В одном классе с Юрой учились Н. Эйдельман, Ю. Крейндлин, В. Смилга, В. Левертов и другие. Компания была очень талантливая, и Лёша в ней вырос. Кстати сказать, именно Юра заставил начать писать доктора Крейндлина (писатель Ю. Крелин), физика Смилгу и самого Тоника Эйдель-мана. Была щедрость в общении. Мы с Юрой сделали, например, одну из первых магнитофонных записей Окуджавы, когда никто о нем не знал, а потом и Саши Галича — Юра был любителем техники и своё хобби использовал не впустую. А Лёша начал с художества. Между прочим, был некоторое время в обучении у художника Бориса Биргера — дома висят хорошие работы.

Л. Калгатина. А почему же ВГИК?

М. Туровская. Мы даже поругались из-за этого. „Человек должен идти своим путём“, — сказала я. Юра ответил: „А если я и прошёл за него какую-то часть пути, то это даже лучше, все равно он пройдёт свою“. Алексей и пошёл своим путём. Путём, для которого нам не хватило времени. Когда мы делали „Обыкновенный фашизм“, то хотели показать повседневную жизнь современного человека, но материала для этого хроника не давала (М. И. Ромму и название поначалу не нравилось: обыкновенного фашизма нигде в кадре не было — это осталось некоей неосуществленностью). — Лёше досталось сделать то, что не смогли мы. И для меня это очень радостная преемственность. Его фильмы — это грани нестабильного состояния общества, он недаром выбирает то, что называют „маргинальными стратами“, — пограничные, переходные слои жизни.
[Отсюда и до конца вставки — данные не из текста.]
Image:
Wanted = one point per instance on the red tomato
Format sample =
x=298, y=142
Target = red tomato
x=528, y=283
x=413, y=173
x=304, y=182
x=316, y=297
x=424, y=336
Л. Калгатина. Поэтому не случаен и жанр. Кинонаблюдение — возможность рассмотреть, заметить существенное в обычном.

М. Туровская. Для „немонтажного“, наблюдающего кино, говорящего о состоянии времени и общества, очень важно найти потенциальный сюжет. Сюжет, фабула в документальном кино — это особая тема. Алексея интересует даже не столько сам сюжет, сколько его вероятности: когда ростовая клетка сюжета как бы имплантирована в будущее, она взойдёт фабулой. Не могут не измениться люди, не могут не измениться обстоятельства, произойдут те или иные события. Главная задача — выбрать и отследить центрального героя. Люди непохожи, но на них наложена как бы социологическая сетка, внутри которой они развиваются. Это развитие и запрограммировано в сюжете. Например, „Этот удивительный 10-й „Б“, где выпускники школы были сняты незадолго до и через год после её окончания. Это съёмки на будущее. Сюжет как бы поручается своему времени. И время не обманывает, оно само выбирает своих героев. „ДМБ-91“ — и психологический этюд, и социологическое наблюдение. Но, конечно, фильм позволяет использовать себя и в публицистическом контексте. Пример тому-рецензия А. Минкина в „Огоньке“.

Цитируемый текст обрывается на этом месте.